Emotions also play a part in the process of our weight loss. If we feel depressed about our weight, it can either propel us into action or hold us back in a cycle of self-victimization. Realizing the amount of effort needed to lose the weight can be daunting, but breaking it down into smaller goals can help the psyche to cope more easily. If you have to lose 20 pounds, focus on dealing with 5 pounds initially and then 5 pound increments after that.
Other ways to support your emotional health during this process are to make slow, healthy changes rather than extreme, radical, all-or-nothing changes. These won’t last anyway. Also, enroll your support team. Let friends and family know what your goals and why you are choosing to embark on this journey. You may find a workout buddy in the process.
Don’t Give Up
There will inevitably be those days where you’ll feel like giving up.

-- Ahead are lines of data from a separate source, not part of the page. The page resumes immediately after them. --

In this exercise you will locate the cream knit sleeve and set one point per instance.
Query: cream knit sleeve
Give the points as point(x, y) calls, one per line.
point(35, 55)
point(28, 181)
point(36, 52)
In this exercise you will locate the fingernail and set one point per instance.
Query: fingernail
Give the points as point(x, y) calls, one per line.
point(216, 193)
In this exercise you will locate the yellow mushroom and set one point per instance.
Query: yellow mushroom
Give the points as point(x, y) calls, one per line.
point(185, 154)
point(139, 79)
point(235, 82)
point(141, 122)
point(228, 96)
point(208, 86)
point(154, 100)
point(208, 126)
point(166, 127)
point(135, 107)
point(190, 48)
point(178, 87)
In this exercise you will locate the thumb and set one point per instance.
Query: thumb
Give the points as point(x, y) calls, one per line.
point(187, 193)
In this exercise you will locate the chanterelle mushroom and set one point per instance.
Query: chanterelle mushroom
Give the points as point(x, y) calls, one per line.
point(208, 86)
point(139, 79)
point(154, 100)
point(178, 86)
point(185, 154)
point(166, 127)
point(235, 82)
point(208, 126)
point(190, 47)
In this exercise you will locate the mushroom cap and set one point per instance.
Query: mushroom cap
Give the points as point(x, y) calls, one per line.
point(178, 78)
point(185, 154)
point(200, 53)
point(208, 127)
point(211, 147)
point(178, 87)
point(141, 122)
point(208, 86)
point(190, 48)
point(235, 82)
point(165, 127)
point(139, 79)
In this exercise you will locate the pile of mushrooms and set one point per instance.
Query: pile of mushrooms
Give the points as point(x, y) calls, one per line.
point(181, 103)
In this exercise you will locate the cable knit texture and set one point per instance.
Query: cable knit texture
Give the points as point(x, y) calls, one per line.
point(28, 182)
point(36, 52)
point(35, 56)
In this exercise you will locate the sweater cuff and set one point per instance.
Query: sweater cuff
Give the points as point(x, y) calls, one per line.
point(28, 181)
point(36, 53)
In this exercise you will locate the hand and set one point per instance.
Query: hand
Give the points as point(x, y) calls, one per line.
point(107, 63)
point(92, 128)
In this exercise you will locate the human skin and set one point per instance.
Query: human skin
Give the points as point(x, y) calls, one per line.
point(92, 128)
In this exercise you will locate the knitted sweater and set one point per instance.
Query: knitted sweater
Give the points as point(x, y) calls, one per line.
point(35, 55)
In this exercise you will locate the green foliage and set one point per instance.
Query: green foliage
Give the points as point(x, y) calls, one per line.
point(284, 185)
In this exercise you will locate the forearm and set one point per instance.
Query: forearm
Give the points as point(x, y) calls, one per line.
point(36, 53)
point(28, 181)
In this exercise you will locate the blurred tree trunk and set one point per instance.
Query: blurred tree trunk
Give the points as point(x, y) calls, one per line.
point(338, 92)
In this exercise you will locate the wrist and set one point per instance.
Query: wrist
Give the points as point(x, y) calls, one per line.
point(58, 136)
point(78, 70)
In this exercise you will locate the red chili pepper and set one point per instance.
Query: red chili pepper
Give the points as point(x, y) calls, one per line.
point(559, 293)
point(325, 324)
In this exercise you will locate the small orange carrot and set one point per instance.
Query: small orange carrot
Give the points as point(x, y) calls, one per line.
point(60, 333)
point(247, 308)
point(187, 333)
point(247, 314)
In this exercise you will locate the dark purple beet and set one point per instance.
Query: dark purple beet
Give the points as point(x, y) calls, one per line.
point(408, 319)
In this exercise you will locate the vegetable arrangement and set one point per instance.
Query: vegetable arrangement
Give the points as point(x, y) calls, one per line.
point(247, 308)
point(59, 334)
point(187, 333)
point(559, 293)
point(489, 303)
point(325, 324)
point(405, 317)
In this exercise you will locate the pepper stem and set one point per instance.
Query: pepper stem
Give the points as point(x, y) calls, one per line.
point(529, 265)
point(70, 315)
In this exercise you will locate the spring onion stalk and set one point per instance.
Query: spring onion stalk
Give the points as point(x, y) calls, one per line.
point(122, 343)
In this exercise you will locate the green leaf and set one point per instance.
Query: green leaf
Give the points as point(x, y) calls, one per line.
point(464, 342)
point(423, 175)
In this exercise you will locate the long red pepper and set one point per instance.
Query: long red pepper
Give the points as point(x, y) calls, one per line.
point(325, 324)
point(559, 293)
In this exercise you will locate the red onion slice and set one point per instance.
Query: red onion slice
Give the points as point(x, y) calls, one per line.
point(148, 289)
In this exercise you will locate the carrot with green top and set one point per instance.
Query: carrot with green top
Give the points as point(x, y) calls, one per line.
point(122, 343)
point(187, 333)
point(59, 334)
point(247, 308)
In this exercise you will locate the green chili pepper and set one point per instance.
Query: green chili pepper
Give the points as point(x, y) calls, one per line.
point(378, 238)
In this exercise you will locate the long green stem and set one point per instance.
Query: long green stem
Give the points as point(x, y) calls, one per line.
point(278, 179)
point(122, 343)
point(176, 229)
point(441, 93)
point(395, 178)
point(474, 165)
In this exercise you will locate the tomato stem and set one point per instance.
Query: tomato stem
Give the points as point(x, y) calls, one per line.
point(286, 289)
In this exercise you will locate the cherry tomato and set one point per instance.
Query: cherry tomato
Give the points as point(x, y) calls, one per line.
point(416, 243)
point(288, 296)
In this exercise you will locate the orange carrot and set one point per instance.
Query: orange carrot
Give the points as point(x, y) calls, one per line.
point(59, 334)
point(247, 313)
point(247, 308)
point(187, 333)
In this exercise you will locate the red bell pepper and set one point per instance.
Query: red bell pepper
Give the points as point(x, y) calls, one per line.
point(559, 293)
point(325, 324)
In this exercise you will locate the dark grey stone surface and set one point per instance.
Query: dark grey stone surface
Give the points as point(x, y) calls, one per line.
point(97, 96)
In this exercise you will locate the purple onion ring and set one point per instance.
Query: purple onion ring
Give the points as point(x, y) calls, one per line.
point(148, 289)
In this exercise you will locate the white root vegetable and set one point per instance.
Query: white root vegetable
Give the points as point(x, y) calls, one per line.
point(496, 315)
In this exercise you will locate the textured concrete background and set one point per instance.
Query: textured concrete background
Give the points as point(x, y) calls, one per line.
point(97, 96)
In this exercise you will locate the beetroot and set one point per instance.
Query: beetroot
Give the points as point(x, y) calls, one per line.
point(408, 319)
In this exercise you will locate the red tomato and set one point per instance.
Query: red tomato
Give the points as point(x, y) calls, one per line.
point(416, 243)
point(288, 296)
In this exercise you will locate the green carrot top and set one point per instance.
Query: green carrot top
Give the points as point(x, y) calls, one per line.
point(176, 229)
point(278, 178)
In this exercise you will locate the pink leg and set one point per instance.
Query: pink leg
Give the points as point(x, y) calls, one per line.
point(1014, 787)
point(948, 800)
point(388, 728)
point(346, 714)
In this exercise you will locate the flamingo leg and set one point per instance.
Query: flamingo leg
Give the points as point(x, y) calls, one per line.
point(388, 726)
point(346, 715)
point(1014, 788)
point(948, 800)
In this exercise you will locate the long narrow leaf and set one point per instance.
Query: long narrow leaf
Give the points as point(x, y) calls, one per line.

A good show in front of the television with a big bowl of ice cream will be calling your name. Loudly. When this happens, remember how hard you have been working. Keep healthy snacks around the house for times like these. Occasionally have a few bites of your favorite not-so-healthy sweet so you don’t feel deprived.
Remember that this goal takes time and energy. We live in a world of instant gratification, where results are usually seen in seconds at the touch of a button or two. The reality is, a goal like getting in shape grounds us and wakes us up to the fact that we are human underneath it all. Treat yourself with kindness, love, and respect, and stick to your goals. You’ll be so happy when you fit back into those skinny jeans!
This article is for reference only and is not a substitute for medical or psychological advice. Consult with your physician before starting any exercise or diet plan.